The party were all from Holland and contained 10 women and 1 man, all led by a female Dutch guide. They had booked a trekking holiday with a Dutch company called “Intertrek”, who had run tours to the Sierras for a few years. They set off from Trevelez, the highest village in Spain (1600 metres) at 10 am bound for the Poqueira Hut at 2500 metres via the Alta de Chorillo, a point on the south ridge of Mulhacén. They had been warned by the hotel owner in Trevelez that conditions were very poor with high winds, snow higher up and poor visibility. Moreover, the guardian of the Poqueira Hut, Raphael Quintero, a man who we have met on many occasions during this winter’s courses, also advised them to consider another easier, less exposed route, avoiding having to try to reach the hut. For some unknown and yet to be determined reason, the guide and the party set off.
After 2 hours ascent 2 of the women decided that the going was too hard and heeded the words of advice from the locals. They turned back and descended to Trevelez. They were smart! The rest continued upwards and arrived at the high ridge of Alta de Chorillo between 16.30 and 17.00. At this point they were met by the full fury of the south westerly gale. Winds of up to 130km per hour with driving snow pounded at them. The temperatures were well below freezing even without the windchill effect. The group met a party of well equipped Basque mountaineers at this point who had wisely given up their attempt on Mulhacén and decided to seek refuge in the Poqueira Hut.

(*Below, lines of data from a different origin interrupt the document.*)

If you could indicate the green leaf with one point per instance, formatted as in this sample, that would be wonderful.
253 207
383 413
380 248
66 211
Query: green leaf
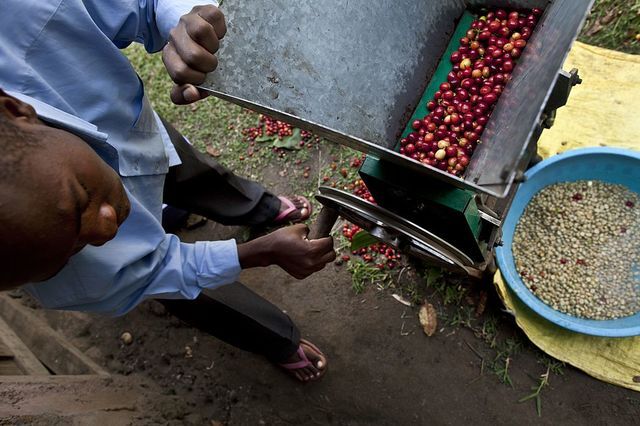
362 239
433 275
289 142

By 19.00 the hut guardian, who was expecting the Dutch party, became increasingly concerned. By 20.00 he called for assistance from the Guardia Civil Rescue Service. With over half a metre of new snow and the storm still raging, the Basque party of 6 persons went out to search for the Dutch. By 3 in the morning two of the Dutch were found just below in Alta de Chorillo with advanced stages of hypothermia. They were both dead. The others were eventually found one by one. One was rescued only 50 metres from the hut, which she could not find! Others were strung out up to half a kilometre away. By 7 in the morning another body had been found near the door of the hut and the rest were all accounted for. They were given food and warmth and evacuated when the rescue helicopters could finally land at 1 in the afternoon of Thursday 6th May. The dead and injured were taken to Capileira and hence to the emergency trauma unit in Granada. Unbelievable, I know. None were equipped with winter clothing (one had only shorts and a lightweight fleece). Some had eye injuries as a result of neither having goggles nor sunglasses.
The repercussions are starting now. All the Andalucian papers are full of the inquest and the events of those terrible two days. The inquest will be held in Orgiva and the bodies cannot be returned to Holland until the inquest has been held. So far the guide concerned has not been questioned publicly. Whatever could she say? There’s really no excuse is there? Let’s hope that the repercussions don’t fall on all the foreign guides working out here. We have worked all winter long in both very good to very poor conditions without any problem. There again, we are now locals and work in the hills here each week, our customers were well equipped and we heeded prevailing weather conditions. Common sense mountaineering, isn’t it?